Methods 180 patients with CHF underwent simultaneous polysomnography, ambulatory electrocardiography and wrist-worn overnight pulse oximetry. SDB was defined as an apnoea-hypopnoea index ≥15/h. To identify SDB from the screening tests, the per cent very low frequency increment (%VLFI) component of heart rate variability was measured with a pre-specified cutoff ≥2.23%, and the 3% oxygen desaturation index was measured with a pre-specified cutoff >7.5 desaturations/h.

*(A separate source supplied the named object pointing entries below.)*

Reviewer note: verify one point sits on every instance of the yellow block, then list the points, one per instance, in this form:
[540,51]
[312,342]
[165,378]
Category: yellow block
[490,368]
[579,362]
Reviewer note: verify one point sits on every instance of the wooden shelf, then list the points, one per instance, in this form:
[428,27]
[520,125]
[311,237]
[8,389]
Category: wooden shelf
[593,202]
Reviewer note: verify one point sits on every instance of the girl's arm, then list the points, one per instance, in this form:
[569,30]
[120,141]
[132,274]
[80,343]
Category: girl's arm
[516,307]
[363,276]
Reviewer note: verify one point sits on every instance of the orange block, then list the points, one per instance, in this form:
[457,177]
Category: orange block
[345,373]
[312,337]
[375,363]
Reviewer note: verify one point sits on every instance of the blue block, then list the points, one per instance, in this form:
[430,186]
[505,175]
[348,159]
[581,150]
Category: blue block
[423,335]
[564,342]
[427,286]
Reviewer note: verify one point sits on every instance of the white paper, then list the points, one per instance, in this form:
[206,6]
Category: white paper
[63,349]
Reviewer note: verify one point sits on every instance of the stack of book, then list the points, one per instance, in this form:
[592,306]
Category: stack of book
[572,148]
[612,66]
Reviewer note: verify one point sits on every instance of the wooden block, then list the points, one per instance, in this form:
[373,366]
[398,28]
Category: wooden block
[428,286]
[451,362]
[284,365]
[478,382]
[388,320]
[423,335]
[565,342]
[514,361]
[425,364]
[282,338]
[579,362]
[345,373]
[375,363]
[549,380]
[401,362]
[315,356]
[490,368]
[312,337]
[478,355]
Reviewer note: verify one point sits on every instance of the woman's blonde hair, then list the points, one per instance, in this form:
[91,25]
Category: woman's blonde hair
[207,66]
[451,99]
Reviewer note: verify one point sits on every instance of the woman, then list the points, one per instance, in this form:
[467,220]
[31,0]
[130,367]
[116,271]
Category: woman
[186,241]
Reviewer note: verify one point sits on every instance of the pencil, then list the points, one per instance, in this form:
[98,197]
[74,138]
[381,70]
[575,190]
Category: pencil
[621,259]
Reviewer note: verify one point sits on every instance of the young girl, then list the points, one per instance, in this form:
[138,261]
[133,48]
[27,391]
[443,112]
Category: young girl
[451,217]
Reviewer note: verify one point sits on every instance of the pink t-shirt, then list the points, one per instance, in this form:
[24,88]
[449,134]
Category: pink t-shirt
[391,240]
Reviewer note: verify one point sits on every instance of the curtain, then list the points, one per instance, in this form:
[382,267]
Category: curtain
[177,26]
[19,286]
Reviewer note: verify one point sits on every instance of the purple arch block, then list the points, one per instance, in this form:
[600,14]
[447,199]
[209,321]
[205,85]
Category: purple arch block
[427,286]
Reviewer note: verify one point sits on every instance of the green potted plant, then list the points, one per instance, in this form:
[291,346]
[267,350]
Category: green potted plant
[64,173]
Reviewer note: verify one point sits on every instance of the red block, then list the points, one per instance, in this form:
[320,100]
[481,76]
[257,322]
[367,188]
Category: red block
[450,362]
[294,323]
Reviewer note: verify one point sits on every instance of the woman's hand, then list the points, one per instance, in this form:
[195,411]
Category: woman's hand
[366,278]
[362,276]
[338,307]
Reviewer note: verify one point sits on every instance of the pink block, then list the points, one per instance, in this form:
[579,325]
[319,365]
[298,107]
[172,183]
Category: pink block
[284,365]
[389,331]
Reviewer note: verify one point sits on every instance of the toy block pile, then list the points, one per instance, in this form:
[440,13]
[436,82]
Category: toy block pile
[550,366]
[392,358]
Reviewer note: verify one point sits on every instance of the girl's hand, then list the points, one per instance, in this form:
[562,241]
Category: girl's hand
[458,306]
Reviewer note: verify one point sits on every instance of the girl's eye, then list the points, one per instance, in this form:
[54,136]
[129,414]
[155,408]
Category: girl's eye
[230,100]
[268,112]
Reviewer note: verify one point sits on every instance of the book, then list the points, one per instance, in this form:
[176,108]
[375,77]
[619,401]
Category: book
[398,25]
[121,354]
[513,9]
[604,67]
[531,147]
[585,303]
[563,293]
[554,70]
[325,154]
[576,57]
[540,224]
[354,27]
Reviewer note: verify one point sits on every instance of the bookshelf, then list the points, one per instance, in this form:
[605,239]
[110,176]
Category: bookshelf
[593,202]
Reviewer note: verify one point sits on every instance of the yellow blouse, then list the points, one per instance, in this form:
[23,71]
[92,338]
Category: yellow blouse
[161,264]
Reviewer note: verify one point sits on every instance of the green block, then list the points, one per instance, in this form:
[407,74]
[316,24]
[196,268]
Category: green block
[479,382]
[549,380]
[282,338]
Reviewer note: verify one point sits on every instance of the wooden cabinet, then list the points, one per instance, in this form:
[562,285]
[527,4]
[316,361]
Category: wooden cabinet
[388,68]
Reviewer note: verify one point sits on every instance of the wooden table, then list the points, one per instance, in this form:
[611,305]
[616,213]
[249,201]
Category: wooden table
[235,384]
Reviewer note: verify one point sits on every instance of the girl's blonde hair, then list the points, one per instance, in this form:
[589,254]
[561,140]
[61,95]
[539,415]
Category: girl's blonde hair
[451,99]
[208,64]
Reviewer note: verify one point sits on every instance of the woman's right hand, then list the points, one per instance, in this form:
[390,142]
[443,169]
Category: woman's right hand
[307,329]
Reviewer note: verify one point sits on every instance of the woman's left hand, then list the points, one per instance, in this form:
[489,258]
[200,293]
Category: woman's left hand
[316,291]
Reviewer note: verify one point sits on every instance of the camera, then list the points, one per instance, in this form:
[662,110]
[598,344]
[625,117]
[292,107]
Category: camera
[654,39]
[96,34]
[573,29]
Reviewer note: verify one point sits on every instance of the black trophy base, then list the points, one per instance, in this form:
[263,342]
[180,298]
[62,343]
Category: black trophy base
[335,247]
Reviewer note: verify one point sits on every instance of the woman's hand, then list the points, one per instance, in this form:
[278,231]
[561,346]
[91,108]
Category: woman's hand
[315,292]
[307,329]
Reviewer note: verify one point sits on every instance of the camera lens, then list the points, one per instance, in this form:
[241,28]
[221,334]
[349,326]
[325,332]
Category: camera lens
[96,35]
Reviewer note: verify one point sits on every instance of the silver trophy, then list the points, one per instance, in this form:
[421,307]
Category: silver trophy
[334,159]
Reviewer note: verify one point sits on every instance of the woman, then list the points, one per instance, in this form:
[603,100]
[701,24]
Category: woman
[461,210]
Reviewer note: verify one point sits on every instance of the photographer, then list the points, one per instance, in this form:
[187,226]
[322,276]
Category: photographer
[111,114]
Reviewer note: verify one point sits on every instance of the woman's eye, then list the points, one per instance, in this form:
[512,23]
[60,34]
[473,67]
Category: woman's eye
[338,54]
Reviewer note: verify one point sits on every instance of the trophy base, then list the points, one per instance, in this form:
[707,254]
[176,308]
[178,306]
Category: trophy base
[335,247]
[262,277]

Results 173 patients with CHF had adequate sleep study data; SDB occurred in 77 (45%) patients. Heart rate variability was measurable in 78 (45%) patients with area under the %VLFI receiver operating characteristic curve of 0.50. At the ≥2.23% cutoff, %VLFI sensitivity was 58% and specificity was 48%. The 3% oxygen desaturation index was measurable in 171 (99%) patients with area under the curve of 0.92. At the pre-specified cutoff of >7.5 desaturations/h, the 3% oxygen desaturation index had a sensitivity of 97%, specificity of 32%, negative likelihood ratio of 0.08 and positive likelihood ratio of 1.42. Diagnostic accuracy was increased using a cutoff of 12.5 desaturations/h, with sensitivity of 93% and specificity of 73%.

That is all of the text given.